Paul W.S. Anderson
Paul W.S. Anderson
Milla Jovovich as Alice
Michelle Rodriguez as Rain Ocampo
Eric Mabius as Matt Addison
James Purefoy as Spence Parks
By The Zombie Master, Lee Roberts
I will go on the record and say that I am not a gamer. I had not been living under a rock so I did know that Resident Evil was supposed to be taken from a video game. However, having never played it, I had no preconceived knowledge of any back story when I sat down to partake of the random carnage. I just wanted to see a zombie film. And a zombie film I saw.
Resident Evil starts by telling us about a large company (Umbrella Corporation) that has monopolized certain areas of everyday life, including healthcare, to the point that they have a very strong lobby in the government. They also have a super-secret research and development division, called the Hive, which is buried deep below Raccoon City, and there is some really nasty genetic and biological testing is going on there.
Somebody decides to steal some of this research and also decides to release an airborne virus (T-virus) inside the Hive – and it gets into the ventilation system.
Every super-secret facility also has got to have a super-secret super computer that controls everything within that facility, including security. This one happens to be called Red Queen. When Red Queen senses the T-virus in the air, she proceeds to lock down the Hive and kill everyone that is still inside.
Now we meet Alice (Milla Jovovich) was she awakens in a shower stall with amnesia. Not knowing where she is and how she got there Alice is further scared by the entrance of an elite special military unit that has been sent in to find out why Red Queen has gone homicidal.
Now back to the T-virus. This is a nasty little critter. It seems that this virus first kills, then reanimates the dead tissue. Can anybody tell me what that makes? Anyone? Anyone? That makes a zombie. (Yes, yes, yes) And for the rest of Resident Evil everyone is trying to escape from the Hive without getting bitten or eaten.

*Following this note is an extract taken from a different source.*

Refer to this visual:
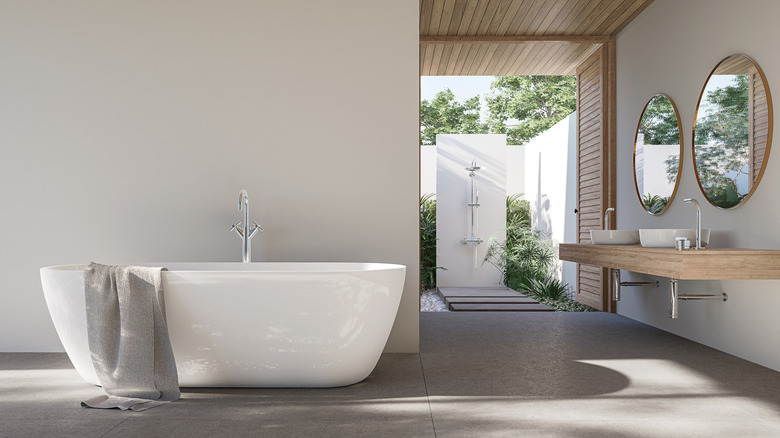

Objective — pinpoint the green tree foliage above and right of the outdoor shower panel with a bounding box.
[486,76,577,145]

Resident Evil has its ups and downs, but overall it is not a bad addition to the zombie family (I have definitely seen worse). Writer and director Paul Anderson does a good job with staying true to the zombie lore:
• The zombies have a viable creation mechanism (virus),
• They have to die first then reanimate,
• Anyone bitten by them becomes a zombie themselves, and
• They can only be killed by a traumatic blow to the head. (I was so yelling at the screen when they were wondering why the zombies kept getting up after they were shot).
I thought the zombie dogs were just the cutest. (Hey Mom, look what followed me home) But there were a couple of things that will keep this one out of my personal top 20 list.
I did not think Resident Evil was gory enough. A zombie movie is, by its nature, gory. You expect to see certain things like zombies tearing someone apart and feasting on his or her innards. There should be appendages ripped off. There should be something to differentiate it from the rest of the horror genre. And what in the world was that freaky looking monster thing towards the end. That had to be part of the video game because I thought it was totally unnecessary for the story.
I would have loved to have seen what George Romero would have done to Resident Evil being that he was originally slated to both write and direct it. Paul Anderson on the other hand does not do a bad job and he throws in his own tribute to Romero in the end. Look for the newspaper headline that reads “The Dead Walk!” It is the same as in the beginning of Day of the Dead.
Resident Evil is a fun movie that is deserving of its place in the ever growing library of zombie films. Is it top 10 material? By no means, but it is an easy top 50.